People are lawyering up over the Mountain Valley Pipeline.  A while back, the MVP sent out letters to property owners saying that if the property owners didn’t allow the MVP surveyors onto their property, MVP would sue.  A few people took initiative and filed a suit asking that the MVP not be allowed onto their property.  Now MVP has filed suit asking to be allowed onto their property, and that of 100 other people who have refused access.  It’s an interesting question, whether the MVP can force people to allow surveyors under the eminent domain laws.  Certainly, Federal eminent domain won’t apply because the MVP hasn’t been approved by FERC yet.  State eminent domain laws might, but the surface owners’ argument is interesting.  West Virginia eminent domain allows eminent domain to be exercised for the public good, and since the pipeline is just passing through, there won’t be any good done to the West Virginia public.  If you’re interested in more details, the article over at the Register Herald is worth a quick read.

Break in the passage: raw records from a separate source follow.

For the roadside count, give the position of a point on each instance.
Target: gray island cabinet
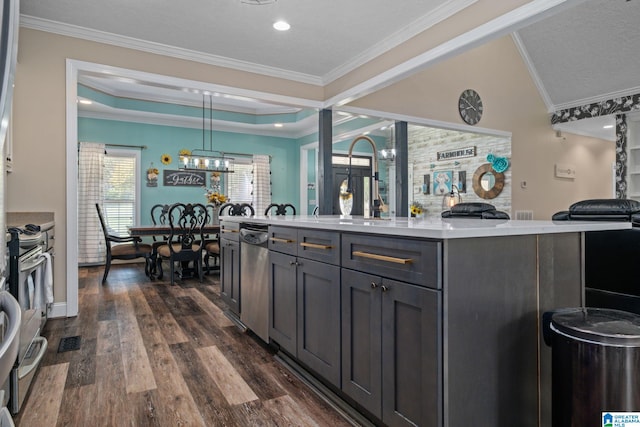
(428, 323)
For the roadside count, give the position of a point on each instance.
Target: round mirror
(487, 183)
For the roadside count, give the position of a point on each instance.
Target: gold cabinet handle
(382, 257)
(315, 246)
(279, 240)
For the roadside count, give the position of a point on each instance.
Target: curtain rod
(142, 147)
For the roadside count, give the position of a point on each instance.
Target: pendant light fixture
(207, 159)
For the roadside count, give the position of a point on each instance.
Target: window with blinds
(239, 183)
(120, 190)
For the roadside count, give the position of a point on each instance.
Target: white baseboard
(58, 309)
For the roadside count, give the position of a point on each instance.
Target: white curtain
(261, 183)
(91, 245)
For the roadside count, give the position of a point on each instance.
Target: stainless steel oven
(27, 270)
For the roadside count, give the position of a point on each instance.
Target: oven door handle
(27, 267)
(23, 371)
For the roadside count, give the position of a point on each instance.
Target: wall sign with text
(178, 178)
(457, 153)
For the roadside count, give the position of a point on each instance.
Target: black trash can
(595, 365)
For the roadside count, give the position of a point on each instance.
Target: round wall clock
(470, 106)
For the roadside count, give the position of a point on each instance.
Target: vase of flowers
(152, 176)
(216, 198)
(416, 209)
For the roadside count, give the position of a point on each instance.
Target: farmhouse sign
(176, 178)
(456, 154)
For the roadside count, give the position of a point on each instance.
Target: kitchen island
(422, 322)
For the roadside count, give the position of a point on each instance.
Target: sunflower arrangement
(416, 208)
(166, 159)
(215, 197)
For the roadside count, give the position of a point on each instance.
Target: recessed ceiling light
(281, 25)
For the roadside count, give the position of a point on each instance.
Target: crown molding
(500, 26)
(158, 119)
(418, 26)
(75, 31)
(595, 99)
(532, 71)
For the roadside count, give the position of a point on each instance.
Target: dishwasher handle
(253, 237)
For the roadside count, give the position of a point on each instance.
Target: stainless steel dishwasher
(254, 279)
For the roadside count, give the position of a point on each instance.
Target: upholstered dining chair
(186, 239)
(237, 209)
(126, 248)
(280, 209)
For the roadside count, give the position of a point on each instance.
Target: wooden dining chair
(186, 239)
(237, 209)
(125, 248)
(211, 244)
(280, 209)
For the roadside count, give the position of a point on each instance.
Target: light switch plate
(565, 170)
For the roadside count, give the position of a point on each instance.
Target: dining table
(165, 230)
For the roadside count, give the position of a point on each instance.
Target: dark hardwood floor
(153, 354)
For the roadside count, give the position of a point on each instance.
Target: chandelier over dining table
(206, 159)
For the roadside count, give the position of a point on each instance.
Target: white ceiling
(582, 54)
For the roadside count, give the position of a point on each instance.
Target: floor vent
(524, 215)
(69, 344)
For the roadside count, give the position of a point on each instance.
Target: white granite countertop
(451, 228)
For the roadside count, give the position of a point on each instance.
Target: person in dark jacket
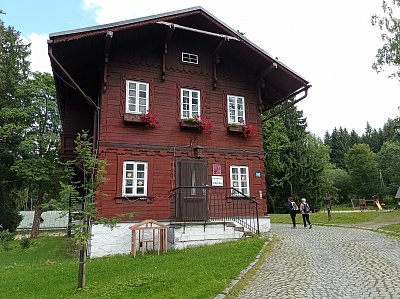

Oil Prices Start to Go Back Up

Perhaps this is a bit premature, but it looks like oil prices are going to start going up again.  Based off a combination of Cushing, OK storage levels not increasing much and the Saudis saying they were going to charge more for the oil they will send to Asia, oil futures have gone up.

Looking at it, the storage levels at Cushing actually went up, just less than they have recently.  And the Saudis only bumped their price up a dollar.  So it’s pretty tenuous.  It seems that investors are looking for a reason for oil to go up in price, and this is a reason, be it what it may.  I’m not convinced that this increase will stick.  I expect prices to start consistently going up this summer or fall.

Burning Storage Tanks in Wetzel County

Unfortunately for Gastar, some of it’s tanks in Wetzel County caught fire early last Wednesday morning.  The cause is under investigation.  No injuries or damage have been reported so far.  It appears that even the pad wasn’t damaged.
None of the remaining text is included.